Only two days after Ed Miliband’s promise that Labour would change as a party, it appears that the old-fashioned fixing and candidate killing by briefing has returned. Is Refounding Labour already dead, stillborn just days after the closure of the consultation? Or will the race to be Labour’s next General Secretary be a genuine one, with a fair, broad and representative shortlist and the winning candidate chosen by the NEC on merit? And will members get the party they have called for, and deserve?

Clearly there are some crucially important questions that need to be answered by the party and the leadership:

1) Just 48 hours after Ed Miliband swore his intent at the National Policy Forum in Wrexham to “Refound Labour” are we now seeing an old-fashioned Labour stitch up?

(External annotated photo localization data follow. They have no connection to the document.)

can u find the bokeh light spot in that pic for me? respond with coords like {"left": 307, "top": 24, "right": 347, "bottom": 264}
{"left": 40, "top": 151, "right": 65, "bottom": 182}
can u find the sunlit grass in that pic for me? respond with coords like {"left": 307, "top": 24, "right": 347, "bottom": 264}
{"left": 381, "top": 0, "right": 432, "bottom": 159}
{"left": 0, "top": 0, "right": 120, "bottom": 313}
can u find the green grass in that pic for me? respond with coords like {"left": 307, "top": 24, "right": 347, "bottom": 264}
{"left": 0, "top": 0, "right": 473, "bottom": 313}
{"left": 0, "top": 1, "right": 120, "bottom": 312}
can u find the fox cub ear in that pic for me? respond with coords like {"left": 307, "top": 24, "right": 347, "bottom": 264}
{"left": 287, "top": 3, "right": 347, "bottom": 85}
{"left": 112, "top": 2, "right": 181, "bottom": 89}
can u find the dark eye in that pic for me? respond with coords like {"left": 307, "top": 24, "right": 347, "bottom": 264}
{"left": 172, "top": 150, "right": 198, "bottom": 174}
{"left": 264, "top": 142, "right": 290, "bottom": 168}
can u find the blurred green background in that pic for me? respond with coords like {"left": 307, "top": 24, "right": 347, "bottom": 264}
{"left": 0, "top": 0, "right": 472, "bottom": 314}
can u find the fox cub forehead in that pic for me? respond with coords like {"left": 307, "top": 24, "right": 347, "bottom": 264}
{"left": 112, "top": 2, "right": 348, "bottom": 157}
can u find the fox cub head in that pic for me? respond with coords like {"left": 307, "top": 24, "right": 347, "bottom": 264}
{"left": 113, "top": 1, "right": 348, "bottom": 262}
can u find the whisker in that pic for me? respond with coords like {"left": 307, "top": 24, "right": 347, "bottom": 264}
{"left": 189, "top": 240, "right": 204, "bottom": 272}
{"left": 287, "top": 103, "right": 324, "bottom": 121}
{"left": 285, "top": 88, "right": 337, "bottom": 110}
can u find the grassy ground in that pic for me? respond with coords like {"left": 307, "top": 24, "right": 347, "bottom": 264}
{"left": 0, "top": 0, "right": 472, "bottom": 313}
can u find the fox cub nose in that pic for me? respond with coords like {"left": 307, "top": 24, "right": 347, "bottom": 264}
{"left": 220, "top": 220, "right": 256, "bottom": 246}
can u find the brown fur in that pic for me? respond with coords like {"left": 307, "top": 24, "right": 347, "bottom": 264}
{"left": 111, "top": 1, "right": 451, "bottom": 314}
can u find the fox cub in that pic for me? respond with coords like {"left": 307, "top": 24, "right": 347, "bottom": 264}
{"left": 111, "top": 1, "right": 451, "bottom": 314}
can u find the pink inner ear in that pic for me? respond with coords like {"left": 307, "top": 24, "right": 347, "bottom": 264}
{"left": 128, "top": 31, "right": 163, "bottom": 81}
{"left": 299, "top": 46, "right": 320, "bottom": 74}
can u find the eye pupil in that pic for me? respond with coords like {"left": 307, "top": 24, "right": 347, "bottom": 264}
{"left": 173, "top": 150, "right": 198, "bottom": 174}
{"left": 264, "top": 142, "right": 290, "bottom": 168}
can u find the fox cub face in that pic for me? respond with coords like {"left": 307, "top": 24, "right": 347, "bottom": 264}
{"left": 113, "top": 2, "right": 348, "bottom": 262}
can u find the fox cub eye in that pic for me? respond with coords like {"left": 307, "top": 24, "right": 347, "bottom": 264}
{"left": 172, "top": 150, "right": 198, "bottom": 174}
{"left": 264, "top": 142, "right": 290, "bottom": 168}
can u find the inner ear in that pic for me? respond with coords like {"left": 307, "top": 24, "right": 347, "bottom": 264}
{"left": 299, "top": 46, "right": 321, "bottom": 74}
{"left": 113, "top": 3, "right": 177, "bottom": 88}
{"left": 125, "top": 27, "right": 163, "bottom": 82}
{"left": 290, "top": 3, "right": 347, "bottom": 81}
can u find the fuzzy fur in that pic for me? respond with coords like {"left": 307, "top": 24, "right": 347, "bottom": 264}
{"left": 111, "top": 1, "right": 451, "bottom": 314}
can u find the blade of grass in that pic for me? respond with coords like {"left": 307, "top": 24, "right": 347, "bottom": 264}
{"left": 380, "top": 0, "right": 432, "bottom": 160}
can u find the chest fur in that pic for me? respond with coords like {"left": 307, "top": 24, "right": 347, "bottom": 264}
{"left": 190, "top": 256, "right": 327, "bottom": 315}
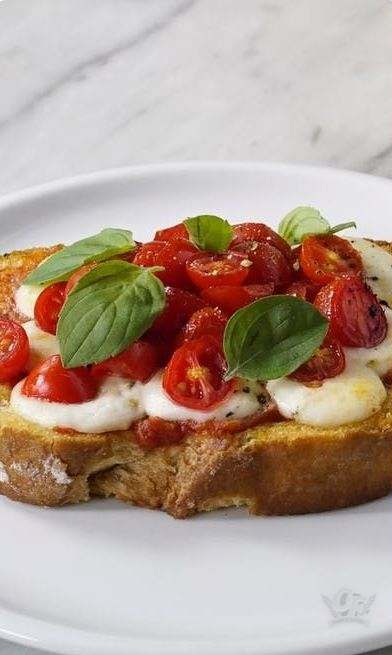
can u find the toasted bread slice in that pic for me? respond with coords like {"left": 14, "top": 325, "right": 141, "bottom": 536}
{"left": 0, "top": 245, "right": 391, "bottom": 518}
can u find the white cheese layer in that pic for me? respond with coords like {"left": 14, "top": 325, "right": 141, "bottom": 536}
{"left": 349, "top": 238, "right": 392, "bottom": 307}
{"left": 10, "top": 377, "right": 144, "bottom": 433}
{"left": 141, "top": 373, "right": 264, "bottom": 422}
{"left": 22, "top": 320, "right": 60, "bottom": 370}
{"left": 15, "top": 284, "right": 43, "bottom": 319}
{"left": 266, "top": 361, "right": 386, "bottom": 427}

2) Is it the intention of those briefing against applicants Iain McNicol and Joe Irvine to stop them from even being considered by the NEC by excluding them from the short list? Hodges’ source is quoted as saying: “The only serious opposition was McNicol, which is why he won’t be included on the shortlist.”

3) Is Chris Lennie actually Ed’s choice or the choice of “some Ed Miliband staffers”? If it’s the former, why is he trying to play old politics and go around the NEC? If it’s the latter, why is Ed allowing unelected staffers to choose Labour’s General Secretary on his behalf?

4) Who should decide the General Secretary of the Labour Party – “senior sources” or the party’s duly elected NEC representatives?

5) And how can the party convince the membership – jaded, as Ed has acknowledged, by a lack of trust – that the party has moved on from back room stitch ups?

What is happening here is a classic clash between the old politics of stitch-ups and the new politics of transparency. The latter had better win. Attempts to brief an inevitability campaign wont impress those who want to see the party turn over a new leaf. Insider briefings that seek to override party democracy is exactly what we need to move beyond.

Labour members deserve better than this. Now it’s time for Ed to prove that his promises mean something.